The annoying habit went public Friday, when we were shopping for a present for a birthday party that night and Big Guy was bent on mischief.
"Please stop running," I said, more calmly than I felt considering that the guys had been bickering, tattling and cross-tattling since the second we'd arrived. "We're here to buy the present, and if you two can't calm down we're going to have to leave without the present. That means we can't go to the party."
"Fine," Big Guy pouted. "I don't want to go anyway."
"I do, Mommy! I do, Mommy! I'll quit running," Boots said.
"I don't. I hate parties," Big Guy added.
"But I want to go. I want to GO." Boots pleaded.
Big Guy kept getting louder and louder. "I don't. Let's just go home."
"OK," I said. "Let's go."
Big Guy started pleading as tears formed. "No, no, no, Mommy. I want to go to the party. Can we buy the present?"
We bought the present and went to the party, where Big Guy had a blast. I'm not sure that the neighbors did - five grade-school age boys can make a lot of noise. After the party, Big Guy and I had a talk about not saying things you don't mean.
Then the same thing happened again Sunday, when Big Guy at first said it was more important to do what he wanted than to work out a compromise with a friend who'd come over to play. "Just let him go home. I don't care."
As I walked toward the phone to call his friend's mom, the tears came again.

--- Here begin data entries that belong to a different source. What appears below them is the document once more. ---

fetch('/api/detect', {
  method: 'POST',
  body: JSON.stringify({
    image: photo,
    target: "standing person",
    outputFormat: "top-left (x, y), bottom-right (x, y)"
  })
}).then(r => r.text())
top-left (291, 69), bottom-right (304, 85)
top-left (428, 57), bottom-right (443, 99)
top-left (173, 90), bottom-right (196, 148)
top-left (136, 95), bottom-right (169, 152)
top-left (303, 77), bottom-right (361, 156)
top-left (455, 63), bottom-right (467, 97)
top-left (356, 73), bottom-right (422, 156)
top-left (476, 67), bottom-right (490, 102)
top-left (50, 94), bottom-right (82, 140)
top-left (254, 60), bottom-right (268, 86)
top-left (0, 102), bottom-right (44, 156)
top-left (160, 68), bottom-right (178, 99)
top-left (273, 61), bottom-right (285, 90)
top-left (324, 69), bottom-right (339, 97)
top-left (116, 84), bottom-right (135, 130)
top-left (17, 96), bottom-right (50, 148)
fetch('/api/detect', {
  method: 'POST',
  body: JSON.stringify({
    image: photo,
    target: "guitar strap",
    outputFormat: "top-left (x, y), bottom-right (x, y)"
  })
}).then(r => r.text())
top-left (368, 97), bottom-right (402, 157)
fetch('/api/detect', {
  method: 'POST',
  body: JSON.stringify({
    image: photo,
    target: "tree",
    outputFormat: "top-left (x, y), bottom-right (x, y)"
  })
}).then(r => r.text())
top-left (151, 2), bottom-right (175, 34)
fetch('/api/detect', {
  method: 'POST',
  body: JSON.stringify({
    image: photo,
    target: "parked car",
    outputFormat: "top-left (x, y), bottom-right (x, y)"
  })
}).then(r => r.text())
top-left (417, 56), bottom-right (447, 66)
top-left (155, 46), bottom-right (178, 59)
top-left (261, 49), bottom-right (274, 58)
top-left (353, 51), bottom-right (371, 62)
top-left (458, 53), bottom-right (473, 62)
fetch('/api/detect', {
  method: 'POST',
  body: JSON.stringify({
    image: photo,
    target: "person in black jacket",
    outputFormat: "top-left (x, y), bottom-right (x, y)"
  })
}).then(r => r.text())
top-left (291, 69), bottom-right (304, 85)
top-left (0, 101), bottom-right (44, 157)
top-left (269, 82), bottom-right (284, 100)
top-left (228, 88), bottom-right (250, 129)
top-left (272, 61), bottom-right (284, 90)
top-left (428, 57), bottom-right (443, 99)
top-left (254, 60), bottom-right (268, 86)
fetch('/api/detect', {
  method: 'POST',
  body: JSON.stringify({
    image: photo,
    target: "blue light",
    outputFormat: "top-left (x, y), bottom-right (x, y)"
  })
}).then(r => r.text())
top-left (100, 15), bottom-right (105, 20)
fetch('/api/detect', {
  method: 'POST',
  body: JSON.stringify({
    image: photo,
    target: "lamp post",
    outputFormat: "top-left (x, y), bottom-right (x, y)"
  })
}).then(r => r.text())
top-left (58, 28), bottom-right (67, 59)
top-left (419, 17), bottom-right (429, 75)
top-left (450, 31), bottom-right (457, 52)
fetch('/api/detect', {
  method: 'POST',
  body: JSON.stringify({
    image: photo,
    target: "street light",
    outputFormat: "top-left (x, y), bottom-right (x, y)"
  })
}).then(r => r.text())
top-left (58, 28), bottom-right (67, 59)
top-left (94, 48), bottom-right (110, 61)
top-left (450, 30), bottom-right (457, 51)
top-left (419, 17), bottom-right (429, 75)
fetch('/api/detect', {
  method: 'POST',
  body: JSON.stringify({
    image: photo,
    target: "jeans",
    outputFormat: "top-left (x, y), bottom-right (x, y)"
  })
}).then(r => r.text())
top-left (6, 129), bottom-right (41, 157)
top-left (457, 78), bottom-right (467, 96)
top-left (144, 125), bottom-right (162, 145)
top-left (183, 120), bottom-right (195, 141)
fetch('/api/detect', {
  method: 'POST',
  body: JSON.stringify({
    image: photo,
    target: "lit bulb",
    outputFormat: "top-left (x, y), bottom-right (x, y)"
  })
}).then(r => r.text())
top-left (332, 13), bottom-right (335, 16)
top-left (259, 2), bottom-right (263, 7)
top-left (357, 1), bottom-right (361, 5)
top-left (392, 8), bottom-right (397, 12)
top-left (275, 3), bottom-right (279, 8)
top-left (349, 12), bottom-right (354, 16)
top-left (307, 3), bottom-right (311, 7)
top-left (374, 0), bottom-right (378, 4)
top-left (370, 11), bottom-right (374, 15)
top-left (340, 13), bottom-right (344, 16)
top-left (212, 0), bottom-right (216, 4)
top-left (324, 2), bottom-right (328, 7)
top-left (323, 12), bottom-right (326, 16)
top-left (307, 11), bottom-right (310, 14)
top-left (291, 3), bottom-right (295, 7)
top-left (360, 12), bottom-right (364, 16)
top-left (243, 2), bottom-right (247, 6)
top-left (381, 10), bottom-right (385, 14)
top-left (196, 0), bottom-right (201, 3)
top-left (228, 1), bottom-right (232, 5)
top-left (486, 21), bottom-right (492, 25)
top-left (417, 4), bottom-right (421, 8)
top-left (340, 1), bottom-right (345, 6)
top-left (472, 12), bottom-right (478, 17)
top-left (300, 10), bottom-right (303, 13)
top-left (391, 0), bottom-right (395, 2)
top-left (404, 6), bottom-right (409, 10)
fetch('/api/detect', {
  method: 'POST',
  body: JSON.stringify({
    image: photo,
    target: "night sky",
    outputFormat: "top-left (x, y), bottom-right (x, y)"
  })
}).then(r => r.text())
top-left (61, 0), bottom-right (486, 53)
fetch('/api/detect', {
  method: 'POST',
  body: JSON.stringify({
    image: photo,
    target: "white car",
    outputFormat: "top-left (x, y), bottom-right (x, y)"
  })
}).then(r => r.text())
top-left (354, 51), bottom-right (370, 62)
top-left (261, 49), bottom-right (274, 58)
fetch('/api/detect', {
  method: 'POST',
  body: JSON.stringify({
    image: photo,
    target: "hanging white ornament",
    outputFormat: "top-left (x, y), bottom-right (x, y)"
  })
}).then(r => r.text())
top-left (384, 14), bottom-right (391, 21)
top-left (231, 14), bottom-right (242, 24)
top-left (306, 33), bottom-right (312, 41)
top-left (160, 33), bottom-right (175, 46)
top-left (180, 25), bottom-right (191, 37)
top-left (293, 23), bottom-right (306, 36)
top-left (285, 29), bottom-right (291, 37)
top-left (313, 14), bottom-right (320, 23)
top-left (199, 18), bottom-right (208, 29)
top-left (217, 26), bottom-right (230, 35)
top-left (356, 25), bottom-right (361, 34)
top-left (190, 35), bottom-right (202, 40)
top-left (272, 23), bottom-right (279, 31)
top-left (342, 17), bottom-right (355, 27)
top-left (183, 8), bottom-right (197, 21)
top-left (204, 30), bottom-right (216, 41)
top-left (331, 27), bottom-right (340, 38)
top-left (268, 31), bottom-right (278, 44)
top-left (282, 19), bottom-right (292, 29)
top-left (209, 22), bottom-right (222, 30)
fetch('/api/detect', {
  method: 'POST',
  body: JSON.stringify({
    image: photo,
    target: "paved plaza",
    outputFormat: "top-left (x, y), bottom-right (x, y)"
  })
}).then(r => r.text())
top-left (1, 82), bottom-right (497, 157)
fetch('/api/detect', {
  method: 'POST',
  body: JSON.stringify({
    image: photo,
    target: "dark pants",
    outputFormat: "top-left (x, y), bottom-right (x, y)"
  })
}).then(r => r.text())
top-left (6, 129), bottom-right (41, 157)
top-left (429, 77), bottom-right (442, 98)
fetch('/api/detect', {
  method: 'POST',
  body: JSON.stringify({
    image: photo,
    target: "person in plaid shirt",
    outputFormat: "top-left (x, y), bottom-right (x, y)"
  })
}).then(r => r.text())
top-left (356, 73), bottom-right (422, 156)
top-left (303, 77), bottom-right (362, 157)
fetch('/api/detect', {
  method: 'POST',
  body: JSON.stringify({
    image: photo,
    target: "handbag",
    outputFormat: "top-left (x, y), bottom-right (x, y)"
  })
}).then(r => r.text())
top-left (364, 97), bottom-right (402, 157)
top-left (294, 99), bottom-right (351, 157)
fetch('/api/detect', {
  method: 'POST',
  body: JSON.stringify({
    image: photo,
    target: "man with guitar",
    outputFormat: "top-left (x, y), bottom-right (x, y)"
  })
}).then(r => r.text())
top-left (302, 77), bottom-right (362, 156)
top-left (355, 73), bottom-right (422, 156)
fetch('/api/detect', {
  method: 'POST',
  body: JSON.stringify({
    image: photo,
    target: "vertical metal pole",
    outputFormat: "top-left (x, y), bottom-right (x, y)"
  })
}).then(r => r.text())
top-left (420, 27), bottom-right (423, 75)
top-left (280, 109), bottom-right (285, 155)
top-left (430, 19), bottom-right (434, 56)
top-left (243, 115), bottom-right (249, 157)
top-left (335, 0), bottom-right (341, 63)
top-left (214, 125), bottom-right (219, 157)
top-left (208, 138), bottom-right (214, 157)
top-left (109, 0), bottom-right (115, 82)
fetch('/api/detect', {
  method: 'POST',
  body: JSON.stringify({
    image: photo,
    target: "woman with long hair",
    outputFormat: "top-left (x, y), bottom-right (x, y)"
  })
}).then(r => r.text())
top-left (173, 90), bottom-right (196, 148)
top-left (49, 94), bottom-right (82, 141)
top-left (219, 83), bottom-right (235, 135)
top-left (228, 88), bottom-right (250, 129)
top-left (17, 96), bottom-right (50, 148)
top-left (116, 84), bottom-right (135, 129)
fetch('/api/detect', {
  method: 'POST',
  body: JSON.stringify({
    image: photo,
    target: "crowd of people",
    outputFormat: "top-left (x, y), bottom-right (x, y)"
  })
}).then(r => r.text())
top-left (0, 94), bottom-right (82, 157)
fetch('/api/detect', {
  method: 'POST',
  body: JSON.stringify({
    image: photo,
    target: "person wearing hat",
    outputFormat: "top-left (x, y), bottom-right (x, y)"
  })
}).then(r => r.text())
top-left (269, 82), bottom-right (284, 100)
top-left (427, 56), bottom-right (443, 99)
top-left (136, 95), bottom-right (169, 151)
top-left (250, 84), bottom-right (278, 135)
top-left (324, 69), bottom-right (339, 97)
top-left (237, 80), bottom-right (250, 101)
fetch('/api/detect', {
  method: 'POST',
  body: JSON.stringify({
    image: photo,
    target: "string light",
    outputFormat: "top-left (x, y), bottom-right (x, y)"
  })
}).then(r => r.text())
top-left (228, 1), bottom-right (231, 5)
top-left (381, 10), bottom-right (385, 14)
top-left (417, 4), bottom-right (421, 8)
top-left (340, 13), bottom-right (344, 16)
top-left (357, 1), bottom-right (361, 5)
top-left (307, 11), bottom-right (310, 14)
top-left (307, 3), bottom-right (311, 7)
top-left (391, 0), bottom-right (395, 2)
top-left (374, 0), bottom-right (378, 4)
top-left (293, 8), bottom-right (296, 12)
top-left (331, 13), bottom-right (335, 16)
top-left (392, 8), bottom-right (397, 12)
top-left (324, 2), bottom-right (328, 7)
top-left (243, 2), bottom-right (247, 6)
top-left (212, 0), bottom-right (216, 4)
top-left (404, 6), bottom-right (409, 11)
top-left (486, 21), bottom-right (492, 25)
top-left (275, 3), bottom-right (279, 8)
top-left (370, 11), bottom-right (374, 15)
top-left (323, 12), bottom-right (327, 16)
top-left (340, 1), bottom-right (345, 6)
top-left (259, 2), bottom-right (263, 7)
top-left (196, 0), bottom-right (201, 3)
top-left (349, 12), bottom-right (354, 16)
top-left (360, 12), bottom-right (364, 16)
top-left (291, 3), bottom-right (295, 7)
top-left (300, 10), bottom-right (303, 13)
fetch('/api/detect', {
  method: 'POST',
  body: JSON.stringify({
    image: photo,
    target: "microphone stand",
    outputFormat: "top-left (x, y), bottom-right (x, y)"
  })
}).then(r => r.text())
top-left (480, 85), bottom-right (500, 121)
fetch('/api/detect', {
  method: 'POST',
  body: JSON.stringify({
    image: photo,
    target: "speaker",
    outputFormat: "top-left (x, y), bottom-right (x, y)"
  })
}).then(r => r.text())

"No, Mommy, no! I want to work it out."
I knew, both with the party and with the friend, that Big Guy didn't mean what he was saying. Ultimately, Big Guy is aware as well because he readily admits to sometimes saying things he doesn't mean.
I just don't know how to get out of the cycle of silliness. Maybe it's simply a matter of calling his bluff a few times. Problem is, in both recent instances of blufforama there have been third parties involved. Boots in the case of the party and Big Guy's friend in the second dispute.
I also can't figure out what psychic reward Big Guy gets from the game. Is it the joy of being contrarian? Is it the thrill of challenging me right up to the point where he realizes he's in danger of losing something he really wants?
I'm stumped. I'm hoping it's one of those "just a phase" things, but I don't know how to phase out of it.